Fast forward to 2018, he was traveling and exploring South America, when his journey took him to Bolivia.
"Home to Salar de Uyuni, Bolivia contains the largest known lithium resource in the entire world, which is predominantly untapped. It was this moment that I saw a massive opportunity with the exponentially increasing demand in lithium, to start EnergyX," Teague said.
The company is looking to lower the price of lithium by making it more abundant through the use of membrane nano-technology which can lower the cost of energy storage. Additionally, increasing the energy density of batteries can lower their price per kilowatt hour.
"Our work originally started at the University of Texas with Dr. Benny Freeman," Egan said, where "we licensed a large portfolio of intellectual property from UT out of the Freeman Lab surrounding technology for next-generation lithium production using nano-technology membranes."
"This work led us to a partnership with Dr. Goodenough because we were curious how these membranes performed in a battery architecture as a solid state electrolyte, he said, adding that Dr. Goodenough's lab is in the building next to Dr. Freeman's lab, "so it was a logical introduction and exploratory collaboration."
Increasing lithium output
"It's really quite simple," Egan said. Currently, the lithium produced from brine is done through a highly uncontrolled natural evaporation process, he said.

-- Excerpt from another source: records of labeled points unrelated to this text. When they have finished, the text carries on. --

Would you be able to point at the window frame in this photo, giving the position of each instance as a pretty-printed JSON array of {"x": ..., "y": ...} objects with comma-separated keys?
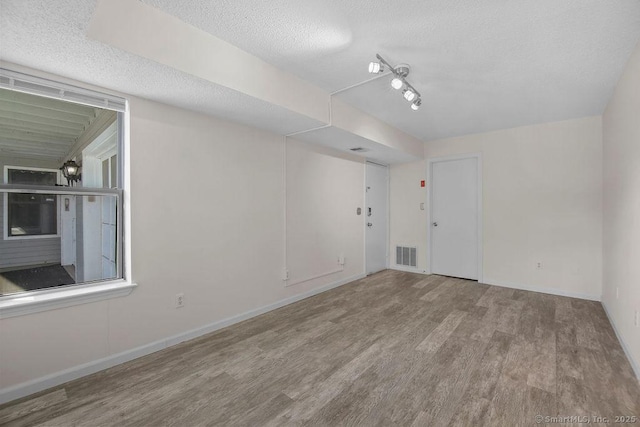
[
  {"x": 5, "y": 206},
  {"x": 31, "y": 302}
]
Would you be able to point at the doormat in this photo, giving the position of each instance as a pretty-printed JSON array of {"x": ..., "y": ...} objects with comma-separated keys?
[{"x": 38, "y": 277}]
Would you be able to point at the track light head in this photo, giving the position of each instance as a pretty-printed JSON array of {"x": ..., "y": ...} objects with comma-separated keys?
[
  {"x": 409, "y": 94},
  {"x": 397, "y": 83},
  {"x": 375, "y": 67}
]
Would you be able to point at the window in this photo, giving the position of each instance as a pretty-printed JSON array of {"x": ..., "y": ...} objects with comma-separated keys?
[
  {"x": 57, "y": 236},
  {"x": 31, "y": 214}
]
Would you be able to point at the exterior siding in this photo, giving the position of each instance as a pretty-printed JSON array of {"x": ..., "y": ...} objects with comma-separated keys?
[{"x": 23, "y": 252}]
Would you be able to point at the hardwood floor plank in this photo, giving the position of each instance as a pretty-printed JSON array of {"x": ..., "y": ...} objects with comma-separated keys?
[{"x": 394, "y": 348}]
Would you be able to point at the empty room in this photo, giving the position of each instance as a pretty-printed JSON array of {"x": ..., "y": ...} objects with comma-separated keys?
[{"x": 319, "y": 212}]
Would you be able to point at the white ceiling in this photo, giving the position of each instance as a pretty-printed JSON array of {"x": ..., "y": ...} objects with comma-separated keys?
[{"x": 479, "y": 64}]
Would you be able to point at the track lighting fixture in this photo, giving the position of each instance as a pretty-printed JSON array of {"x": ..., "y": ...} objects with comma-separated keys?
[
  {"x": 399, "y": 80},
  {"x": 375, "y": 67},
  {"x": 409, "y": 95},
  {"x": 397, "y": 83}
]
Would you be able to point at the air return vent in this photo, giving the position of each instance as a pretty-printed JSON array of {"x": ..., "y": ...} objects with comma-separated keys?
[{"x": 406, "y": 256}]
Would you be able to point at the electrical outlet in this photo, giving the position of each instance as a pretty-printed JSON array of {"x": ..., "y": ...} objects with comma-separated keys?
[{"x": 179, "y": 300}]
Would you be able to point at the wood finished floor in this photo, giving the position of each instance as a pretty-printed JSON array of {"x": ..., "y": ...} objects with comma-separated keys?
[{"x": 391, "y": 349}]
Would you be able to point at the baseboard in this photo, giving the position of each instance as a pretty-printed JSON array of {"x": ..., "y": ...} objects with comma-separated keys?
[
  {"x": 551, "y": 291},
  {"x": 634, "y": 364},
  {"x": 408, "y": 269},
  {"x": 48, "y": 381}
]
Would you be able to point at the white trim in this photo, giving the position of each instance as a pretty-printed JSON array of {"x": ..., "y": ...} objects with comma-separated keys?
[
  {"x": 550, "y": 291},
  {"x": 634, "y": 365},
  {"x": 404, "y": 268},
  {"x": 317, "y": 276},
  {"x": 59, "y": 297},
  {"x": 430, "y": 161},
  {"x": 29, "y": 387}
]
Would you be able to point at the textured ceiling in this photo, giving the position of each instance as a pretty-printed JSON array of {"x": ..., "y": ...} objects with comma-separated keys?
[
  {"x": 479, "y": 64},
  {"x": 49, "y": 35}
]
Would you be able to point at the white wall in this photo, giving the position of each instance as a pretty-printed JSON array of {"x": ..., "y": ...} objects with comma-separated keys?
[
  {"x": 323, "y": 193},
  {"x": 542, "y": 202},
  {"x": 408, "y": 223},
  {"x": 621, "y": 226},
  {"x": 208, "y": 220}
]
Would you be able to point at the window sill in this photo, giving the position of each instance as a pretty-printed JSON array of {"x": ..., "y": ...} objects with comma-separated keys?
[{"x": 50, "y": 299}]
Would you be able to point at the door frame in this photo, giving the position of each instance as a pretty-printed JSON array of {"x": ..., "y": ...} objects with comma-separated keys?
[
  {"x": 430, "y": 162},
  {"x": 364, "y": 215}
]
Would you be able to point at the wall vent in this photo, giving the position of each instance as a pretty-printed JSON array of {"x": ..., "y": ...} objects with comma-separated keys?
[{"x": 406, "y": 256}]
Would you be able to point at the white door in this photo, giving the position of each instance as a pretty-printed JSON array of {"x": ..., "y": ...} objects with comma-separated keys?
[
  {"x": 376, "y": 217},
  {"x": 109, "y": 219},
  {"x": 454, "y": 217},
  {"x": 68, "y": 229}
]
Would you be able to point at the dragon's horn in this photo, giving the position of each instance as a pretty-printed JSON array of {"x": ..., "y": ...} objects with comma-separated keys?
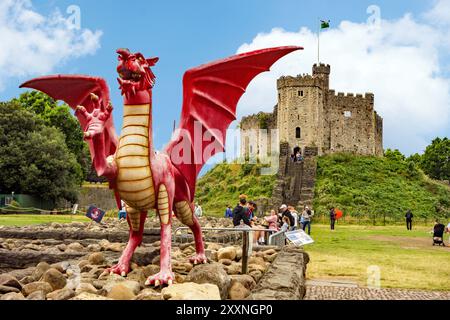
[{"x": 125, "y": 53}]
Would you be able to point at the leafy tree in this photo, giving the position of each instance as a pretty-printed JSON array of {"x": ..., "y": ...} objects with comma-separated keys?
[
  {"x": 60, "y": 117},
  {"x": 436, "y": 159},
  {"x": 34, "y": 159}
]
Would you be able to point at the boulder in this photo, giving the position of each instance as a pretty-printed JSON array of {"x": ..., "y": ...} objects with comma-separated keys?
[
  {"x": 121, "y": 292},
  {"x": 37, "y": 295},
  {"x": 226, "y": 262},
  {"x": 96, "y": 258},
  {"x": 151, "y": 270},
  {"x": 12, "y": 296},
  {"x": 238, "y": 291},
  {"x": 35, "y": 286},
  {"x": 227, "y": 253},
  {"x": 89, "y": 296},
  {"x": 191, "y": 291},
  {"x": 7, "y": 289},
  {"x": 149, "y": 294},
  {"x": 211, "y": 273},
  {"x": 75, "y": 247},
  {"x": 39, "y": 271},
  {"x": 55, "y": 278},
  {"x": 244, "y": 279},
  {"x": 9, "y": 281},
  {"x": 86, "y": 287},
  {"x": 61, "y": 294}
]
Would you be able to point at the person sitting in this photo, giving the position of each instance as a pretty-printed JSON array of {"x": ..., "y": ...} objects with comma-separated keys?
[
  {"x": 272, "y": 219},
  {"x": 286, "y": 224},
  {"x": 438, "y": 233},
  {"x": 228, "y": 212},
  {"x": 240, "y": 214}
]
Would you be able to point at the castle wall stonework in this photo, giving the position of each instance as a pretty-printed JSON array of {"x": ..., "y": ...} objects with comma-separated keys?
[{"x": 309, "y": 114}]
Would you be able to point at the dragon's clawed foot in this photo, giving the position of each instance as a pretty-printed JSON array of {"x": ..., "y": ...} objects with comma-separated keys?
[
  {"x": 161, "y": 278},
  {"x": 198, "y": 259},
  {"x": 121, "y": 269}
]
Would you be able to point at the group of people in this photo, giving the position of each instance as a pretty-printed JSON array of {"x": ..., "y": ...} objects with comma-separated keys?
[{"x": 286, "y": 219}]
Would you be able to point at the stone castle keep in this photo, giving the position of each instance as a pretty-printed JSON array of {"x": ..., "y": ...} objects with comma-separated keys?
[
  {"x": 309, "y": 114},
  {"x": 315, "y": 120}
]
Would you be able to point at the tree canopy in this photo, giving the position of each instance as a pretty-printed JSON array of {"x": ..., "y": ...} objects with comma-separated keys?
[{"x": 34, "y": 158}]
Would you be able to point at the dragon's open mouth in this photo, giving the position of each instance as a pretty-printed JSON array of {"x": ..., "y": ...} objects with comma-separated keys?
[{"x": 126, "y": 74}]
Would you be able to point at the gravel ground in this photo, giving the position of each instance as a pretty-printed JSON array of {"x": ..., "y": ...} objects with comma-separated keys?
[{"x": 346, "y": 293}]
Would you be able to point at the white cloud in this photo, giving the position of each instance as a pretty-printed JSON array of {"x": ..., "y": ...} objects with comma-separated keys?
[
  {"x": 397, "y": 61},
  {"x": 34, "y": 44}
]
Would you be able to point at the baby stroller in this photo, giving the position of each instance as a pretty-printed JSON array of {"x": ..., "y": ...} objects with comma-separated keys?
[{"x": 438, "y": 234}]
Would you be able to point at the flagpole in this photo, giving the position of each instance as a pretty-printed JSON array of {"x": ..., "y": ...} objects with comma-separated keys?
[{"x": 318, "y": 43}]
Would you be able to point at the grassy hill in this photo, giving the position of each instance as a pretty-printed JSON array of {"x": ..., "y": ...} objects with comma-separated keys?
[
  {"x": 358, "y": 185},
  {"x": 371, "y": 185},
  {"x": 223, "y": 184}
]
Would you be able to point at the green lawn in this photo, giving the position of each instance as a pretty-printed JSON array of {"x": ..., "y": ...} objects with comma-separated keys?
[
  {"x": 406, "y": 259},
  {"x": 27, "y": 219}
]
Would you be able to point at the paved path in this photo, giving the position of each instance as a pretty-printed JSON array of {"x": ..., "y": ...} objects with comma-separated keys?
[{"x": 341, "y": 290}]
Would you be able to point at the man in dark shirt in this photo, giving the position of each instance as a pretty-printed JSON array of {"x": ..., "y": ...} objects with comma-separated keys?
[
  {"x": 240, "y": 213},
  {"x": 287, "y": 213},
  {"x": 409, "y": 217}
]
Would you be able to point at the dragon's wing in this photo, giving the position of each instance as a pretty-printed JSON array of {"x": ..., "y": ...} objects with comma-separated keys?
[
  {"x": 75, "y": 90},
  {"x": 211, "y": 93}
]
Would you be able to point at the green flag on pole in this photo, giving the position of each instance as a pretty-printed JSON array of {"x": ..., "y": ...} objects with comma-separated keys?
[{"x": 324, "y": 24}]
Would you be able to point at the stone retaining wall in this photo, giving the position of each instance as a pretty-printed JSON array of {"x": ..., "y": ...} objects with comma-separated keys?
[{"x": 285, "y": 278}]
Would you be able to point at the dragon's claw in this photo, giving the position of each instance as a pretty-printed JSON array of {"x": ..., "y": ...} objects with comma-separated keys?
[
  {"x": 198, "y": 259},
  {"x": 161, "y": 278}
]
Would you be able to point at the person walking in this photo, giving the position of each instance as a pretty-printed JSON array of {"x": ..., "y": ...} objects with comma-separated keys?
[
  {"x": 332, "y": 218},
  {"x": 198, "y": 210},
  {"x": 228, "y": 212},
  {"x": 408, "y": 217},
  {"x": 286, "y": 213},
  {"x": 240, "y": 214},
  {"x": 306, "y": 218}
]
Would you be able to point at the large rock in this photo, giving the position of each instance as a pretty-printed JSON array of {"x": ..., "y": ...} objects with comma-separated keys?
[
  {"x": 12, "y": 296},
  {"x": 96, "y": 258},
  {"x": 7, "y": 289},
  {"x": 227, "y": 253},
  {"x": 149, "y": 294},
  {"x": 211, "y": 273},
  {"x": 191, "y": 291},
  {"x": 9, "y": 281},
  {"x": 86, "y": 287},
  {"x": 238, "y": 291},
  {"x": 35, "y": 286},
  {"x": 55, "y": 278},
  {"x": 285, "y": 278},
  {"x": 244, "y": 279},
  {"x": 37, "y": 295},
  {"x": 89, "y": 296},
  {"x": 61, "y": 294},
  {"x": 40, "y": 269},
  {"x": 75, "y": 247},
  {"x": 121, "y": 292}
]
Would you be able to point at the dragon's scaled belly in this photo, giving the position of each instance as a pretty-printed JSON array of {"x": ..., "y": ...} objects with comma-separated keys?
[{"x": 134, "y": 180}]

"Over an 18-month period, only about 30% of the available lithium is captured because the lithium co-precipitates out of the brine with other salts. By using membranes, we can now control this mechanical separation process, avoid the co-precipitation that causes 60% of that loss, and achieve a 90% recovery rate," Egan said.
Extending that technology to battery architecture, the company is currently testing their membranes as solid state separators.
There are a variety of properties that make solid state batteries more attractive than current lithium-ion, mainly drastically high energy density, he said.
"The characteristics we look for in the membrane technology to be applicable to a next-generation battery are, Ion Selectivity, Reduction Stability, Oxidation Stability, Chemical Stability, Thermal Stability, Mechanical Properties, Processing Cost, Device Integration, Ionic [Area Specific Resistance] ASR, and Electronic ASR," he said.
"We are measuring these factors to see how our membrane works in the battery," Egan said.
But details around cost and battery price remain preliminary.
"We are very far from determining a price for our batteries," he said.
However, the price per kilowatt hour, which is essentially the price per metric of energy, should be the focus going forward, Egan said.
"Since our batteries aim to have a much higher energy density (pack more energy into a smaller volume), our goal is to have a much lower price per kWh than existing Li-ion batteries," he said.
The company is further along with commercializing the lithium extraction process and expects its next-generation batteries could reach the market around mid-decade.
"Our commercialization timeline for the lithium extraction process is 2022, Egan said, adding "we will have several pilot plants in the field in 2021, which will run for 6 months, and hope to go commercial within a year from there."
"For the next-generation batteries, if everything goes 100% to plan we could look to have early technology adoption by 2026," he said.